We thought the Apollo missions were taking us into space, but when the crew of Apollo 11 turned the camera around to photograph the Earth, we realized we were in space already. When we see the Earth from space we see ourselves as a whole; we see the unity and not our divisions. One planet, one human race. A blue dot in a special, delicately habitable cosmos. Let us strive to turn this sense of belonging into an asset for humanity when over the next decades we take into our own hands the future destiny of our planet. Understanding the order of the universe and understanding its purpose are not identical, but they may not be very far apart.

The remarkable habitability of our universe sharpens yet another question, posed so eloquently by Enrico Fermi, an Italian-born Nobel Prize winning physicist.
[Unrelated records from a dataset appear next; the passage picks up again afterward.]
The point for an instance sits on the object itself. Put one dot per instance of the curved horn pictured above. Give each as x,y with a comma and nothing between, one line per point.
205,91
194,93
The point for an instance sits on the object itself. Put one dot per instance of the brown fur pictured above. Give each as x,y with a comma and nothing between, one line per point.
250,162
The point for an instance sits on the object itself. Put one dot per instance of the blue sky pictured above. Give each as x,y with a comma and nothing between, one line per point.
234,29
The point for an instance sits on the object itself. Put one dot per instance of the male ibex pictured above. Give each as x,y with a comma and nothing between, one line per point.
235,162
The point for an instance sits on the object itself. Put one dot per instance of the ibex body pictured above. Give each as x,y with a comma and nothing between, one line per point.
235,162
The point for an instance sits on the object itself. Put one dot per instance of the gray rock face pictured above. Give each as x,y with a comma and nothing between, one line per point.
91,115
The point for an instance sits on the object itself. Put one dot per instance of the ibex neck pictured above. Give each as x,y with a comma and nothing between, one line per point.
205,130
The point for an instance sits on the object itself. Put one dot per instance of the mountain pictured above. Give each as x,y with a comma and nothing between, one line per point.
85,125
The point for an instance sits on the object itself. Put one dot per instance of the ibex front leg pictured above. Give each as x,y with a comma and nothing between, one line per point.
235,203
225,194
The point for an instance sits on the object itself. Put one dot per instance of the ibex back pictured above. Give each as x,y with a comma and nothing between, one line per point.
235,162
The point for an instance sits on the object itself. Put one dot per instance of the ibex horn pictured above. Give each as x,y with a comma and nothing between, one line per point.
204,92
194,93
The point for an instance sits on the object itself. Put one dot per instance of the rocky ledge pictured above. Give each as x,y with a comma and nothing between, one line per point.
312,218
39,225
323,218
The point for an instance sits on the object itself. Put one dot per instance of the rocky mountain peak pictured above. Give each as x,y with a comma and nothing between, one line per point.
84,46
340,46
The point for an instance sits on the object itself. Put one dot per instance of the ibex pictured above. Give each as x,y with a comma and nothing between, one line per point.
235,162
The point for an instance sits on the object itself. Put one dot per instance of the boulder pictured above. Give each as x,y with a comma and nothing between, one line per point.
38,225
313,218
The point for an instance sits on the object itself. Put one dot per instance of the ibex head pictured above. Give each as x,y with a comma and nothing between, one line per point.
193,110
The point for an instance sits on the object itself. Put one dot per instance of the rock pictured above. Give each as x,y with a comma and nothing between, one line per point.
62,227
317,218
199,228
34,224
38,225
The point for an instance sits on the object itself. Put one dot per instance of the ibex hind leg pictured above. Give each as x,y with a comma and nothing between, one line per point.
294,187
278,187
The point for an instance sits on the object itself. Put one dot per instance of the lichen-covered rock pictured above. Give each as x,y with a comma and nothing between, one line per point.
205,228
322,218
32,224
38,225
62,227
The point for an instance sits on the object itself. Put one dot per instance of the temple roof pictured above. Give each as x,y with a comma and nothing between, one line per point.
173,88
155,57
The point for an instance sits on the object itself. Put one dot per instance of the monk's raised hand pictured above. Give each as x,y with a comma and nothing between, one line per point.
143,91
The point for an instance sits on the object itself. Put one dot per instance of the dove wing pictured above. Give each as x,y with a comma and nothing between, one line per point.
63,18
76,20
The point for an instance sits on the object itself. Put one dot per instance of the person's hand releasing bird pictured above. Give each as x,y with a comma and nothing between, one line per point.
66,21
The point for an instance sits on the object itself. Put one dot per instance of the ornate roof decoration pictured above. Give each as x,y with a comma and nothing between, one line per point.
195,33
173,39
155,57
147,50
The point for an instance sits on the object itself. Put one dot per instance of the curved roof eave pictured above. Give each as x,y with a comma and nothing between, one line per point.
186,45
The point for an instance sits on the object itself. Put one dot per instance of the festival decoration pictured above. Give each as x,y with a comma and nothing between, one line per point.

Fermi asked a very simple question: Where is everybody? With `everybody’ Fermi meant aliens. His point was that since the age of the universe is so great and its size so vast, with almost half a trillion stars in the Milky Way alone, many of which with their own planetary systems, then unless the Earth is astonishingly special, the universe should be seething with life, including alien species advanced enough to have visited Earth at some point in our history. So where are they?, Fermi asked. Or are we alone?

It is often said that science is all about knowing. I disagree with this assessment. Scientific thinking is most fundamentally about not knowing. It is a continuous quest for deeper and richer conceptualisations of the World by recognizing and sharpening our ignorance, from Anaximander to Einstein, to the search for gravitational waves today. In this sense Charles Ives, with his work `The Unanswered Question’, touches upon the deepest core of scientific inquiry.

Charles Ives is in fact a contemporary of Albert Einstein and widely recognized as one of the most original American composers. Born in Connecticut, Ives was admired by composers as Arnold Schonberg. His work was largely neglected during his life, but pieces like The Unanswered Question have since been lauded as one of the finest of works ever created by an American artist. My favorite quote of Ives is that he once told a performer “please do not try to make things nice! All the wrong notes are right.”

Throughout The Unanswered Question the strings evoke a sense of eery timelessness. The solo trumpet asks “the question”– seven times in total, I believe. But the strings never gain speed and are never affected by ‘The Question’. Instead, the ‘answerers’ are the woodwinds, whose motifs become more and more agitated, and frustrated. There seems to be an unbridgeable gap between the question and answer. Finally the trumpet states the question one last time, only to be answered by silence. Ives makes the philosophical statement that in the immensity of creation, a question speaks louder than an answer. As a scientist and a cosmologist, I could not agree more.

Please enjoy the depth and the power of not knowing, of having a question unanswered. But remember it wouldn’t be much of a universe if it wasn’t home to the people you love.